Perjuangan penghapusan surat ijo mengalami pasang surut, hal itu dikarenakan perjuangan melalui pengadilan negeri, PTUN hingga perjuangan politik tidak membuahkan hasil maksimal. Justru sekarang ini setelah dikeluarkannya peraturan daerah No. 16 tahun 2014 tentang pelepasan surat ijo isinya merugikan warga. Karena pelepasan yang dilakukan oleh pemerintah kota setengah hati. Hal ini bisa dilihat dengan syarat-syarat yang ditentukan, misalnya maksimal luas tanah tidak lebih dari 250 m, pemilik hanya satu nama dalam persil IPT dan penggantian biaya ke pemerintah kota 100% NJOP.
Harus diakui jika kita mengikuti alur pemikiran perda No. 16 tahun 2014, secara tidak langsung kita mengakui keberadaan tanah-tanah yang kita tempati adalah milik pemerintah kota. Padahal hingga sekarng pemerintah kota tidak pernah mampu membuktikan kepemilikan tanah- tanah yang ditempati warga pemilik surat ijo.
Untuk itulah kita harus merubah perjuangan, kita mencoba membawa permasalahan surat ijo ke Mahkamah Konstitusi. Pertanyaannya, kenapa ke MK? Lembaga MK adalah lembaga yang credible dan steril dari suap. Dan MK beberapa kali telah berani menunjukkan keberaniannya dalam mengambil keputusan yang membela hak-hak rakyat sesuai diatur dalam UUD 1945.
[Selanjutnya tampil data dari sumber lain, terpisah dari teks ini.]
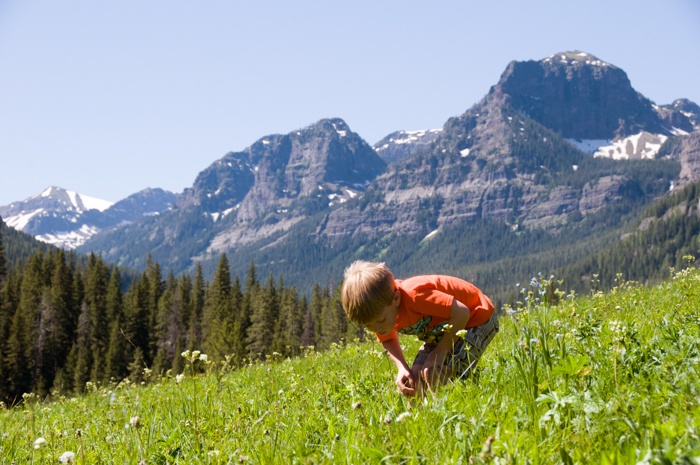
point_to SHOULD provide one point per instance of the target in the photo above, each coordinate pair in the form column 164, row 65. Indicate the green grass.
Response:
column 607, row 378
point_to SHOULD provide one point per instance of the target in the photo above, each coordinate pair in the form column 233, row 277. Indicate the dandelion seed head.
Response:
column 67, row 457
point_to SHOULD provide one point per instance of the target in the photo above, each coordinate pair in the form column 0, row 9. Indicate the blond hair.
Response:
column 367, row 288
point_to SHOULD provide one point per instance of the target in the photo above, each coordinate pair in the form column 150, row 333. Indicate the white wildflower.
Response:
column 67, row 457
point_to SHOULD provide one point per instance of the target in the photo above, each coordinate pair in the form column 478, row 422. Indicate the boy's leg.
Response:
column 468, row 351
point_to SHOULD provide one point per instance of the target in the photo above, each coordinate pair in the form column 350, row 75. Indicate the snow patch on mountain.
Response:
column 643, row 145
column 407, row 137
column 20, row 221
column 80, row 202
column 70, row 239
column 589, row 146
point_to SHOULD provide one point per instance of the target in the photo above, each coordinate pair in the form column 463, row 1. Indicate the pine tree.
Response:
column 290, row 323
column 115, row 359
column 82, row 351
column 218, row 318
column 262, row 322
column 167, row 326
column 156, row 287
column 20, row 363
column 241, row 323
column 335, row 323
column 194, row 338
column 96, row 282
column 136, row 317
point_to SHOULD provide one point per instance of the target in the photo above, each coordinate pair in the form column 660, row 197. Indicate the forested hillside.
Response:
column 63, row 323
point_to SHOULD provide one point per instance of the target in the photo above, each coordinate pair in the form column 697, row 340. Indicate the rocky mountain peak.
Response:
column 575, row 58
column 579, row 96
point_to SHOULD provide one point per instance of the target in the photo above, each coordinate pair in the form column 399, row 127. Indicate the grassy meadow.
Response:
column 610, row 378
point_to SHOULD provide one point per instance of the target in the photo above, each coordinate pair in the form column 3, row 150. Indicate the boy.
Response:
column 434, row 308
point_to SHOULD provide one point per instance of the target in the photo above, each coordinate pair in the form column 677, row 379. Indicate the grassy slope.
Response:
column 609, row 378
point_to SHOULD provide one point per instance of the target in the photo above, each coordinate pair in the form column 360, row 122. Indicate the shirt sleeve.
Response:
column 388, row 337
column 430, row 301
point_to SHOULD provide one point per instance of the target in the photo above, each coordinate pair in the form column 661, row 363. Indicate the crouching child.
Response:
column 452, row 317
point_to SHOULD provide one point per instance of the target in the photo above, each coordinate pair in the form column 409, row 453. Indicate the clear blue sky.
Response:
column 109, row 97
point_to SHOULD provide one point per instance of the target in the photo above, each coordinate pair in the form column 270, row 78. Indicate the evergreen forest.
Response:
column 66, row 322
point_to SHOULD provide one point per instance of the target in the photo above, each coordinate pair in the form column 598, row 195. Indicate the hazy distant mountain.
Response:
column 67, row 219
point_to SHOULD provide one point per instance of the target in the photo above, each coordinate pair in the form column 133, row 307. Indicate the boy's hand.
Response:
column 405, row 382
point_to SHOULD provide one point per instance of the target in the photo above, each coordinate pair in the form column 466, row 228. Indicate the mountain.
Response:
column 67, row 219
column 552, row 165
column 258, row 193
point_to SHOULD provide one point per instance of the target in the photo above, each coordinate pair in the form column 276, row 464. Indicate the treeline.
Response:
column 63, row 323
column 667, row 234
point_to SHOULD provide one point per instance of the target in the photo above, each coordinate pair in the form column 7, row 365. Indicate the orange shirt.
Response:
column 426, row 302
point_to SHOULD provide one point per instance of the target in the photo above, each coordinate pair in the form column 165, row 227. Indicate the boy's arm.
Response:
column 404, row 378
column 459, row 316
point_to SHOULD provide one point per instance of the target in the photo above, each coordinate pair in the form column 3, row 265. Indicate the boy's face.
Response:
column 384, row 323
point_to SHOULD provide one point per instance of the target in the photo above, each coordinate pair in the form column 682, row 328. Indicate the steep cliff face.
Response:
column 509, row 158
column 578, row 96
column 249, row 195
column 686, row 150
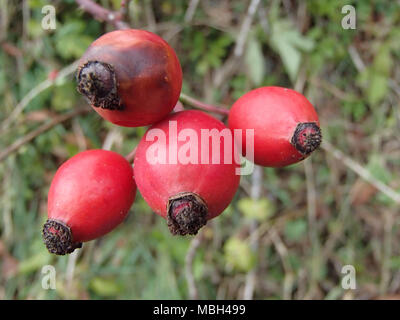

Bahwa, Undang-undang No. 5 tahun 1960 tentang Peraturan Dasar Pokok-pokok Agraria Pasal 7 menjelaskan; Untuk tidak merugikan kepentingan umum maka pemilikan dan penguasaan tanah yang melampaui batas tidak diperkenankan.
UU ini meski dibuat oleh orde lama, tapi isinya sangat pro rakyat, dimana kepemilikan tanah agar tidak merugikan kepentingan warga negara, maka harus ada pembatasan kepemilikan. Hal ini dipertegas dalam Pasal 17 ayat (1) yang menyatakan; Dengan mengingat ketentuan dalam pasal 7 maka untuk mencapai tujuan yang dimaksud dalam pasal 2 ayat (3) diatur luas maksimum dan/atau minimum tanah yang boleh dipunyai dengan sesuatu hak tersebut dalam pasal 16 oleh satu keluarga atau badan hukum.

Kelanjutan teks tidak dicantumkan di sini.